Russians have responded to an appeal to rename McDonald's, which will continue to operate in their country under a new brand.

The fast food chain was among the many Western companies that announced a withdrawal from Russia following its invasion of Ukraine, sparking uncertainty over the future of its 850 restaurants and 62,000 staff.

On Thursday, the U.S. fast food chain announced it would sell its Russian restaurants to Siberian businessman Alexander Govor for an undisclosed sum.

Govor, who already operated 25 McDonald's restaurants in Russia and is the co-owner of oil firm NefteKhimServis, will take over responsibility for the chain's existing supplies, rent and utilities.

McDonald's in Moscow
Russia's Ministry of Industry and Trade has put out a call for people to come up with a new name for McDonald's. In this picture a man walks past a closed McDonald's restaurant in Moscow on May 16, 2022. Konstantin Zavrazhin/Getty Images

With the Golden Arches brand set continue in a different guise, Russia's Ministry of Industry and Trade (Minpromtorg) put out a call for people to come up with a new name for the chain.

"What will the new network be called?" the ministry said in a post on its Telegram social media channel. "The name for the Russian fast food chain has not been invented yet and we'd love to hear your suggestions."

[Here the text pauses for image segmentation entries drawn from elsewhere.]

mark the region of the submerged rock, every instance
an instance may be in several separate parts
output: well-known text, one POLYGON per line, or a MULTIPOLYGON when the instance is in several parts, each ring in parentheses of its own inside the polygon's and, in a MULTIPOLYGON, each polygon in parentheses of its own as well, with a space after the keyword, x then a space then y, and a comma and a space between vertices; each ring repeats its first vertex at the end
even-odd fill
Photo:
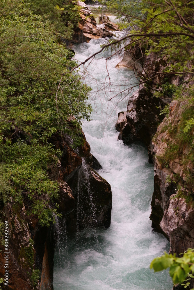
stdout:
MULTIPOLYGON (((56 135, 50 140, 56 149, 63 152, 57 164, 50 164, 47 168, 48 178, 57 181, 59 186, 58 199, 50 206, 58 204, 58 211, 65 217, 67 229, 72 231, 77 230, 78 226, 80 229, 88 226, 108 227, 111 218, 110 186, 92 169, 102 166, 91 154, 90 145, 82 134, 83 144, 76 149, 72 148, 72 141, 67 136, 62 138, 56 135), (80 189, 78 182, 83 167, 84 173, 79 180, 80 189), (81 213, 79 217, 78 212, 81 213)), ((49 200, 47 195, 42 197, 49 200)), ((9 223, 9 289, 53 290, 54 255, 58 238, 55 226, 42 226, 36 216, 26 215, 24 204, 10 203, 1 209, 5 213, 3 221, 9 223), (31 251, 30 260, 28 254, 26 254, 28 249, 31 251), (40 271, 41 278, 34 287, 31 279, 35 269, 40 271)), ((0 246, 0 277, 5 274, 3 248, 0 246)))
POLYGON ((138 74, 142 72, 143 70, 142 66, 139 62, 134 59, 129 52, 125 51, 124 55, 121 61, 115 67, 116 68, 127 68, 133 70, 138 74))
MULTIPOLYGON (((142 82, 138 90, 129 98, 126 115, 127 122, 124 124, 118 139, 127 144, 141 141, 147 146, 149 161, 154 165, 154 190, 150 217, 152 226, 169 240, 170 252, 179 254, 188 248, 194 247, 193 205, 183 197, 175 198, 178 184, 182 186, 184 196, 188 197, 191 193, 193 195, 193 186, 192 183, 190 184, 187 182, 186 173, 193 175, 194 165, 191 160, 187 160, 186 162, 185 158, 191 148, 189 146, 184 148, 183 152, 178 157, 172 157, 165 166, 163 161, 169 144, 176 145, 170 132, 178 129, 182 115, 189 104, 186 100, 172 102, 170 92, 164 91, 160 86, 164 78, 167 77, 160 73, 169 65, 166 57, 161 57, 153 52, 145 57, 139 48, 132 52, 133 54, 130 52, 128 54, 130 56, 132 55, 132 58, 138 61, 141 60, 143 68, 142 82), (150 80, 144 84, 145 75, 150 80), (156 97, 154 93, 160 92, 163 93, 162 97, 156 97), (169 104, 169 116, 165 117, 161 110, 167 104, 169 104), (177 180, 176 182, 173 179, 174 177, 177 180)), ((127 55, 126 53, 125 56, 127 55)), ((130 66, 132 61, 129 58, 129 61, 130 66)), ((127 59, 125 63, 129 63, 127 59)), ((183 83, 189 79, 186 75, 181 79, 178 76, 170 75, 168 78, 168 83, 176 86, 180 84, 180 82, 183 83)), ((184 91, 182 94, 184 96, 184 91)), ((122 114, 120 113, 121 116, 122 114)), ((120 116, 119 114, 116 125, 118 130, 120 116)))
POLYGON ((127 122, 126 117, 127 112, 120 112, 118 114, 118 120, 115 125, 116 130, 119 132, 120 132, 123 126, 127 122))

"We will give the most creative and interesting ones to the Russian owner," it added. "Who knows. Perhaps you will become the author of the name that will be on hundreds of restaurants. Go for it!"

People certainly did and the suggestions had a distinctly Russian take on the American brand, although some of them may have been tongue in cheek.

A number of people put forward "МакРос" (MakRos), "МакРус" (MakRus) and "MакНаш" (Mak Nash) referring to the Russian word for "our." "Matryoshka," the name for Russian nesting dolls was also popular.

"Rosburger," "RusDonald's" and "Mashkinfarsh," were among other options, as was "ZBurger," likely in reference to the letter which has become the symbol of the Russia's invasion of Ukraine.

In an update to its post, Minpromtorg said that it had received more than 1,500 comments following a "great brainstorm."

McDonald's temporarily closed its Russian outlets on March 15 amid tough international sanctions in response to the war in Ukraine. The chain has enjoyed a 32-year presence in Russia that started when the first branch opened opposite central Moscow's Pushkin Square on January 31, 1990.

As one of the first Western brands to enter Russia, the opening of the restaurant was seen as a landmark event following the collapse of the Soviet Union.

This week, videos on social media showed Russians lining up to grab a final meal at one the few restaurants still open in Moscow, before the chain changed ownership. "We came here to say goodbye," said one Russian in a video.